Factors associated with persistent angle closure after LPI include narrower angle, thick iris, an anteriorly positioned ciliary body, and a greater lens vault.[52]

Laser iridoplasty (also known as gonioplasty) can be considered in the presence of a patent LPI with a residual appositional angle. In this procedure, an argon laser is used to place contraction burns in the peripheral iris over its entire circumference in order to pull the peripheral iris away from the TM.[53]

If residual angle closure is attributable to the lens, then lens extraction surgery with or without goniosynechialysis is considered.[54][55][56][57][58]

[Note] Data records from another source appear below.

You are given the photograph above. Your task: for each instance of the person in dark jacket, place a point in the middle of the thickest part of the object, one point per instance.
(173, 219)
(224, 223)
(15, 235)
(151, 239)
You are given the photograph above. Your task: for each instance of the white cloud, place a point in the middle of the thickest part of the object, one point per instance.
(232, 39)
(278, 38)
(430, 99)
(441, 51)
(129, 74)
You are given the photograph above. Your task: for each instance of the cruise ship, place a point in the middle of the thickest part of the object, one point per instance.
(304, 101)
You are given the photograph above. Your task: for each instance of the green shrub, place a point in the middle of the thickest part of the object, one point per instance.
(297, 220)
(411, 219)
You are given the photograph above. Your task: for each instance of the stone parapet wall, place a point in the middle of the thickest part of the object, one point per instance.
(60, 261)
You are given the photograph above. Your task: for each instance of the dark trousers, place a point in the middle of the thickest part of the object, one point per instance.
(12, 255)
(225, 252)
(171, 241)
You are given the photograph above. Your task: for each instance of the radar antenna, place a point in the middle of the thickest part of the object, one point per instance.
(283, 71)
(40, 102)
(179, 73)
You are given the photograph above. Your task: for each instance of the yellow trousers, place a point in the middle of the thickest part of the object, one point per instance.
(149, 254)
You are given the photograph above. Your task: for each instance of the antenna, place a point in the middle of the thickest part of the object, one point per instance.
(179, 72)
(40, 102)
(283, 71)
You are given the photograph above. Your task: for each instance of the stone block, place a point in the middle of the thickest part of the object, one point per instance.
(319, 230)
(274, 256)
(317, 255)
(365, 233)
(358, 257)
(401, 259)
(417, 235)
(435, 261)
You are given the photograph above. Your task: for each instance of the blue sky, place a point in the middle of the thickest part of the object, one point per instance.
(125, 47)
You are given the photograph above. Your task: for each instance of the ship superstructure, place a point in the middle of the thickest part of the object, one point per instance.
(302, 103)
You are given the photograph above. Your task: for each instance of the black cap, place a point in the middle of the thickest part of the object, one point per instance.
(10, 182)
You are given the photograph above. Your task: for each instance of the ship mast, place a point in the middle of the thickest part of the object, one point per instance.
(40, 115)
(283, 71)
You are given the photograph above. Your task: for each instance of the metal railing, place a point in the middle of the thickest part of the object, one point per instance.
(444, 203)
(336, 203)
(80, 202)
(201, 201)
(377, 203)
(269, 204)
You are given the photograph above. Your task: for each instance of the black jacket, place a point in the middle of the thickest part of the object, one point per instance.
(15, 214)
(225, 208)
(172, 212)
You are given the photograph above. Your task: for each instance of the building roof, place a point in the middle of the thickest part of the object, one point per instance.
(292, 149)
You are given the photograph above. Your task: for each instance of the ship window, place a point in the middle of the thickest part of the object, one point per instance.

Cholinergic agents may be used if there is residual angle closure after laser treatment. These agents cause pupil constriction with thinning of the iris and its pulling away from the inner eye wall and TM, thus opening the angle.

Persistently elevated IOP in patients with ACG despite surgery

If IOP remains elevated following these measures in acute angle-closure glaucoma, as well as in cases of chronic angle-closure glaucoma, it is lowered in a fashion similar to open-angle glaucoma with IOP-lowering medications, and if these are ineffective, then IOP-lowering surgery.[17][59]

Topical ophthalmic prostaglandin analogs work by increasing uveoscleral outflow. They reach peak effectiveness 8 to 12 hours after administration, so they are not used during acute attacks.[37] However, as chronic therapy, they are the most potent IOP-lowering agents available and should be used first line.[60][61] Topical beta-blockers and alpha-2 adrenergic agonists may also be used. They are typically used alone or in combination at the discretion of the physician.

Systemic carbonic anhydrase inhibitor chronic therapy is uncommonly used because of the many adverse effects of chronic systemic use, and should be reserved for patients with glaucoma refractory to other medical treatment.[37]

Uncommonly IOP remains elevated despite all these measures, and in this case IOP-lowering surgery, such as trabeculectomy or aqueous tube shunt implantation, is indicated.[62][63] [ Cochrane Clinical Answers logo ] [ Cochrane Clinical Answers logo ]

Repeat episode of acute ACG

If the mechanism of angle closure has not been eliminated, an acute episode can recur. In this case the clinician should look for the specific mechanism of angle closure and treat it accordingly. It is also important in such cases to verify that the peripheral iridotomy is patent.